Umiko Hamasaki and Mizuki, daughter of her household’s senior lady-in-waiting, are on a mission to find friendly yokai who’ll lead them to Shoki, a great slayer of disease demons. After a few days in the forest, under the protection of Baku, they’ve emerged into a lush grassland. When rain began coming down, they hightailed it towards the nearest building.

Nio of the Jodo-ji temple in Matsuyama, Copyright Dokudami

Ayumu came to a stop in front of a temple matching the one on Shinobu’s map. Rain came down more and more heavily as Umiko dismounted Ayumu and made her way to the gates. On either side were Nio, muscular images of Buddha. The statue on the right had an open mouth, and the one on the left had a closed mouth.

“Should we take Ayumu inside?” Mizuki asked. “Animals have the potential to reach Nirvana just as humans do, and could’ve been loved ones in former lifetimes.”

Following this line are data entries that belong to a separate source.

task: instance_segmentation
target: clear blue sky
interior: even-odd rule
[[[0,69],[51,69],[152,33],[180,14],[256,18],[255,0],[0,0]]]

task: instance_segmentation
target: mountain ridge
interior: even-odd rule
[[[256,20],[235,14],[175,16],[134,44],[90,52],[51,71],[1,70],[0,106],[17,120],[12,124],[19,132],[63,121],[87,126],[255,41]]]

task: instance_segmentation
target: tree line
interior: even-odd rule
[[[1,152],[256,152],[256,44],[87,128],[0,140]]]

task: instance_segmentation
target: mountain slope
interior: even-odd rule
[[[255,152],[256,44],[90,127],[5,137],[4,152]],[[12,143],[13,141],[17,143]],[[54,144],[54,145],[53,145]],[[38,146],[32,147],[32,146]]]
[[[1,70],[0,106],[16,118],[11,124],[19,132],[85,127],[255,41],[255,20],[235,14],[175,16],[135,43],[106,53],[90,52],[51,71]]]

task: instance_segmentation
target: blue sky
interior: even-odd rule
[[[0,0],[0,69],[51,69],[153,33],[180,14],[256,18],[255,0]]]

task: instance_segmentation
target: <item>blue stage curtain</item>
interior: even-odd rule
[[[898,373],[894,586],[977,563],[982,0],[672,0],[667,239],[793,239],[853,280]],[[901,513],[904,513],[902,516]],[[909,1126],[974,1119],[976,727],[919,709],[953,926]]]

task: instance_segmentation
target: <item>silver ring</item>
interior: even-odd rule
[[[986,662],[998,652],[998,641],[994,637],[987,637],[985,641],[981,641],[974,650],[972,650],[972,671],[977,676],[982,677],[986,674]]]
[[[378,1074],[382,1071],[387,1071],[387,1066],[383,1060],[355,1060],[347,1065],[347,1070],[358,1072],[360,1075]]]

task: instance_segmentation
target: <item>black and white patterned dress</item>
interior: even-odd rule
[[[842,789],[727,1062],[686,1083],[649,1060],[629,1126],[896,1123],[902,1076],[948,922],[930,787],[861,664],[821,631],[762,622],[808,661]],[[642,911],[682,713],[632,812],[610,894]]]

“It’ll be worse to leave her outside,” Umiko said. “We’ll only stay here until the rain stops.”

Rain began pounding heavily upon the roof as soon as they were in the main hall. Some of the rain gushed in through cracks in the stone walls.

The ten lines end here. One more is below.

No other sounds could be heard, and Umiko didn’t sense the presence of anyone else, animal or human.